Key takeaway: Effective websites group related content logically and make key information accessible to first-time visitors.

📝 Blog genre and rhetorical function

🎯 Why blogs differ from websites

The purpose of a blog is to further develop brand with the target audience, strengthen credibility in a particular area of expertise, solidify connections with readers through meaningful content, and increase traffic to the website.

  • Blogs are often housed as part of a larger website but serve a different rhetorical function.
  • Websites provide stable information; blogs provide dynamic, regularly updated content (e.g., weekly posts).
  • Blogs drive readers back to the website repeatedly, where they are more likely to follow calls to action (get more information, share posts, buy products).

🔄 Freshness strategy

  • Posting blog articles every week or so keeps content fresh without changing the main website.
  • This strategy offers readers new and relevant information and encourages repeat visits.
  • Don't confuse: website updates (occasional) vs. blog updates (frequent and ongoing).

🎪 The concept of niche

🔍 What niche means

All successful blogs have a particular niche or an area of focus.

  • A niche is a specific topic or field the blog consistently addresses.
  • It builds the brand as an expert in that area and keeps the target audience engaged.
  • Example: Travel bloggers write about travel destinations, tips, and experiences—not suddenly about DIY home projects or gardening.
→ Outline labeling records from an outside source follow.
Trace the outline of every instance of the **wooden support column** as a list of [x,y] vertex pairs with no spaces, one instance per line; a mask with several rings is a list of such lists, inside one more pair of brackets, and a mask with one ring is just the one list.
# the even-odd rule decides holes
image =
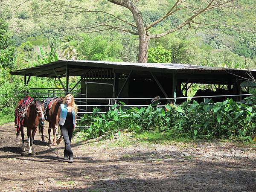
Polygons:
[[26,84],[26,74],[24,75],[24,84]]
[[61,83],[61,86],[62,86],[62,87],[63,88],[63,89],[64,90],[66,90],[66,88],[65,88],[65,86],[63,84],[63,83],[62,83],[62,81],[61,81],[61,79],[60,78],[60,77],[58,75],[57,73],[57,72],[55,70],[55,69],[52,69],[52,70],[53,70],[53,71],[54,72],[54,73],[55,73],[55,75],[57,77],[57,78],[58,79],[59,81],[60,81],[60,83]]
[[118,87],[119,84],[119,73],[116,73],[114,72],[114,93],[115,97],[117,96],[118,93]]
[[[169,97],[168,96],[168,95],[167,95],[167,94],[164,91],[164,90],[163,89],[163,87],[162,86],[162,85],[160,84],[160,82],[158,81],[158,80],[157,79],[157,77],[152,73],[152,72],[150,72],[150,73],[151,74],[151,75],[153,77],[153,78],[154,78],[154,79],[155,81],[157,83],[157,85],[158,85],[158,87],[159,87],[159,88],[160,88],[160,89],[162,91],[162,92],[163,93],[163,95],[164,95],[164,96],[166,98],[168,98],[168,97]],[[167,101],[169,103],[171,103],[171,102],[170,100],[170,99],[167,99]]]
[[69,79],[69,70],[67,64],[66,65],[66,95],[68,92],[68,81]]
[[[177,89],[177,79],[176,77],[175,73],[172,73],[172,97],[176,97],[176,93]],[[173,99],[173,103],[175,104],[176,102],[176,99]]]
[[128,81],[128,80],[129,80],[129,79],[130,79],[130,76],[131,76],[131,74],[132,73],[132,70],[131,70],[131,71],[130,72],[130,73],[129,73],[129,75],[128,75],[128,76],[127,77],[127,78],[125,80],[125,83],[124,83],[124,84],[123,84],[122,88],[121,88],[121,90],[120,90],[120,91],[119,92],[119,93],[117,95],[117,97],[118,97],[120,95],[120,94],[122,93],[122,90],[123,89],[124,87],[125,86],[125,84],[126,84],[126,83],[127,82],[127,81]]
[[26,82],[26,84],[29,84],[29,80],[30,80],[31,77],[31,73],[29,73],[29,78],[28,78],[28,80]]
⚠️ Common mistake: scattered topics

  • Novice bloggers often try to write about many different things, making the blog eclectic and scattered.
  • This might engage immediate family and friends but won't attract other followers.
  • Posting unrelated content (e.g., a travel blog suddenly posting gardening tips) confuses the audience and weakens the brand.

🔗 Aligning niche with brand

Whatever niche you pick should relate directly to your brand—individual or organizational.
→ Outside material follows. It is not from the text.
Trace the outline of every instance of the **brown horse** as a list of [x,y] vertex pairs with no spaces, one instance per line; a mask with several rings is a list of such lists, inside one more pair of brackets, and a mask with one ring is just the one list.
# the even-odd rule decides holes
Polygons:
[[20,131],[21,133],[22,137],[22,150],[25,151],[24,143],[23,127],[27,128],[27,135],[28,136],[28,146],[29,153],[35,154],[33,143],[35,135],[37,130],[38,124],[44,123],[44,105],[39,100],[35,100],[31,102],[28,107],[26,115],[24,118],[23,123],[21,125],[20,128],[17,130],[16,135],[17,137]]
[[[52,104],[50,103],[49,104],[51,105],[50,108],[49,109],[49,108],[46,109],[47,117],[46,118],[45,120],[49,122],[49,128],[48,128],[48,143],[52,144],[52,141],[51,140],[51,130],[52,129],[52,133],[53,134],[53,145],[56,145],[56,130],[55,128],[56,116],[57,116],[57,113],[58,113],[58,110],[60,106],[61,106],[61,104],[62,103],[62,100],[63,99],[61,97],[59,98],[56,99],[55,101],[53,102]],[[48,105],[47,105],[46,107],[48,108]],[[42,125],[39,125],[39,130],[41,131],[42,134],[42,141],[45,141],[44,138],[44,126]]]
Organization typePossible blog nicheHow it supports brand
Hardware storeDIY projects and home repairsShowcases products, develops expertise, drives store visits
DaycareChildhood development and best practicesPositions as expert in child engagement
UniversityStudent success (academics, financial aid, housing)Provides useful content, builds connection with students/parents
Yoga studioYoga techniques, benefits, exercises, principlesAttracts people interested in trying yoga, positions studio as expert
  • Readers get useful information and are more likely to visit the organization or buy products.
  • The blog positions the organization as genuinely interested in helping people be successful.

📏 Balancing niche breadth

📐 Narrow enough vs. broad enough

  • Your niche should be focused (to build expertise) but broad enough to generate lots of new and interesting topics.
  • This allows you to post a new blog article every week or so without running out of ideas.

✅ The 10–15 article test

A good test would be to see whether you can come up with 10–15 article ideas within that niche. If you can't, it might be a sign that your niche is too narrow.

  • Example of too narrow: "window replacement" (limited article ideas).
  • Example of appropriately broad: "DIY" (many possible topics).
  • Example of appropriately broad: "student success" (time management, syllabus decoding, class scheduling, graduation requirements, study skills, internships, etc.).

🧩 Flexibility within niche

  • The university blog example shows how a flexible niche (student success) can generate never-ending specific article topics.
  • This provides meaningful information for multiple audiences: current students, prospective students, and parents.
  • As readers continue to engage with the blog, they develop a deeper connection with the organization.

Don't confuse: A broad niche (e.g., "student success") is not the same as a scattered blog (random unrelated topics); the broad niche still has a clear focus area with many subtopics.

13

Basic Structure and Content of Argument

13. Basic Structure and Content of Argument

🧭 Overview

🧠 One-sentence thesis

Blog posts follow specific genre conventions—focused niche, chunked content, concise writing, engaging titles, and credible hyperlinks—all designed to engage readers and persuade them to take action.

📌 Key points (3–5)

  • Niche selection: must be focused enough to build brand identity yet broad enough to generate many article topics (test: can you list 10–15 ideas?).
  • Genre conventions serve persuasion: every structural choice (headings, length, links) is rhetorical—it shapes how readers respond.
  • Chunking and conciseness: break content into subsections with clear headings; keep paragraphs short (2–4 sentences) to maintain reader interest.
  • Common confusion: broad vs. narrow niche—"student success" is broad and flexible; "study skills" is too narrow and limits content variety.
  • Credibility through hyperlinks: link to reputable external sources to support claims, but avoid old content, unclear authors, or competing sites that distract readers.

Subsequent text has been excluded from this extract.